Books Military Science Fiction

Endgame: Good ending to a very enjoyable series

EndgameEndgame (Slaver Wars #5 alt. #7) by Raymond L. Weil
My rating: 9 out of 10 stars

The Federation is pushing the Hocklyns steadily back, but they still vastly outnumber the Humans and their allies by hundreds to one. Fleet Admiral Hedon Streth has to defeat them before they develop newer and more deadly weapons. In a bold move, Hedon comes up with a daring plan to attack the Hocklyn home worlds. If he succeeds, the war will be over and if he fails then the Federation will face imminent defeat.

The AIs have withdrawn to the center of the galaxy where they are working on their Great Project. Once completed it will send out a hyperwave that will eliminate all organic life in the galaxy. Can anything be done to stop this impending apocalypse?

I have thoroughly enjoyed all the books in this book series. They have all been great as far as I am concerned possibly with the exception of Alien Contact which was “just” good instead of great. This is the 5th book in the actual Slaver Wars series. Originally the author wrote three short stories, the Moon Wreck series. Later these books was renamed into Slaver Wars, book 1, part 1 to 3, and later a 4th book, Fleet Academy, in the Moon Wreck series came out which was also kind of incorporated into the Slave Wars series from and that point of view this is book 7. Since the two series are quite separate in time I prefer to keep them separate so to me this is book 5.
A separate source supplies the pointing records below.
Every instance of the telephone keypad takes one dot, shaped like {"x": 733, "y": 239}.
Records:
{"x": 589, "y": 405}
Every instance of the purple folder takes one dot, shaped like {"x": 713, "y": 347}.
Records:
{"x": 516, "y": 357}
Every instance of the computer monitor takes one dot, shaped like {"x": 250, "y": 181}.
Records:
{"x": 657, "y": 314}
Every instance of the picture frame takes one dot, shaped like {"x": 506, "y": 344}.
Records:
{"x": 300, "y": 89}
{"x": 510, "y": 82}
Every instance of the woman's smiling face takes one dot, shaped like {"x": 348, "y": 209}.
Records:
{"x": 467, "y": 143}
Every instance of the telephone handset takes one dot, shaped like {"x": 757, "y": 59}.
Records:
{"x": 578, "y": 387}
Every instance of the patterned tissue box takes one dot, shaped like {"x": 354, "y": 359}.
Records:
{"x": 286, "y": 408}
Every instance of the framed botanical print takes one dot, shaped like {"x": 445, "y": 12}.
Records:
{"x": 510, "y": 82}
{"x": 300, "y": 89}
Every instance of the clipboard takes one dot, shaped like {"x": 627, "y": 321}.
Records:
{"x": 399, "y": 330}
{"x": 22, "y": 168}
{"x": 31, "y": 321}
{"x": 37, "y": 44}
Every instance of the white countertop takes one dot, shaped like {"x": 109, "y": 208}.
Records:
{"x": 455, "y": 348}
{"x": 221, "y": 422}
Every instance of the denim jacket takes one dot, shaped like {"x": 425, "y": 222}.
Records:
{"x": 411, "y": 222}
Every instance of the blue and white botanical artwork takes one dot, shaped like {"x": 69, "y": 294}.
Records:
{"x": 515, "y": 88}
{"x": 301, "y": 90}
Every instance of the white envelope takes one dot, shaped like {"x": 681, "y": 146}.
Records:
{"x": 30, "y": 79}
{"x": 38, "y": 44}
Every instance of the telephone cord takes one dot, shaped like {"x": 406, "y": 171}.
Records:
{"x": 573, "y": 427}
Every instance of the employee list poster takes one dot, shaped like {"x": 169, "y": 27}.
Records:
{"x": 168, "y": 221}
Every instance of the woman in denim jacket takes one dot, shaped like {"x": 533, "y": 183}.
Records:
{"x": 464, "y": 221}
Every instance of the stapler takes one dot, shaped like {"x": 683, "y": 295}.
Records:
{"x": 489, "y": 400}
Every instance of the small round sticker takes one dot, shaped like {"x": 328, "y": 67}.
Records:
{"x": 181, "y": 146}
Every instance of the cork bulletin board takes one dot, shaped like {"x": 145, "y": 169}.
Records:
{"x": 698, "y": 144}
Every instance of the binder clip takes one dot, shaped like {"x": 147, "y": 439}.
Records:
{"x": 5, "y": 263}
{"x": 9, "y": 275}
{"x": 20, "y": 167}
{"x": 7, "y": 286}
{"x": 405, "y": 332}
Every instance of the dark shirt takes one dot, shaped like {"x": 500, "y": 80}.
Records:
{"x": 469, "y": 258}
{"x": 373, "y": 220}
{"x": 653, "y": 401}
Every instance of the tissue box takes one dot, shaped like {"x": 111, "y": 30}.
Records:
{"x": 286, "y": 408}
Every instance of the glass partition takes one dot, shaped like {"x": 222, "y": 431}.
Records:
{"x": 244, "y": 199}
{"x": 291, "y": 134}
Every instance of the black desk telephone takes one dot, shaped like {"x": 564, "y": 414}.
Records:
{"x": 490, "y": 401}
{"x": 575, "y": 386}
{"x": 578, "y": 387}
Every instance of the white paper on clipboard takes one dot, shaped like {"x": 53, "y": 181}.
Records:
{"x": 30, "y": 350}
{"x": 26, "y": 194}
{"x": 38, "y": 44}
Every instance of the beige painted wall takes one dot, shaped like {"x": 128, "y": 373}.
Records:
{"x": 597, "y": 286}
Anyway, enough of the trivia. This is a good ending to a great series. As the book name suggests this is the big showdown. Not only against the Hocklyns but also, and perhaps more importantly, against the AIs. The book pretty much follows the same recipe as the previous books and plays out the reminder of the story arc in a logical way. All the familiar characters are there. The combat in space is plentiful and well done. The fleet battles, especially towards the end, are quite large yet they are not glossed over as some books have the unfortunate tendency to do. Nor are they so detailed that they dominate the book.

The method used by Admiral Streth to bring down the Hocklyn Empire was not really what I expected. However, if you think about it, it was actually a very logical approach and certainly not a new idea. The AIs got a more straightforward clobbertime treatment. I have to say that I had a wee bit of a problem with how the Federation went about things at the end. The Hocklyns were intelligent after all yet not a single attempt to enlighten them about the big picture was taken. After all, those resources that now simply got squandered could have been useful against the AIs. Ever since the AIs grand project was even hinted at I almost assumed that, at some point in time, the Hocklyns would be turned against the AIs but that not even an attempt was made felt very illogical to me.

As I wrote above this is the end of the series. The author does leave a few loose ends with future books could be tied into and he does indeed hint, both at the end of the book and on his website, that a spin off series could be in the works. Given how much I have enjoyed other books from this author (not just this particular book series) I will pick up such a book if it comes out for sure.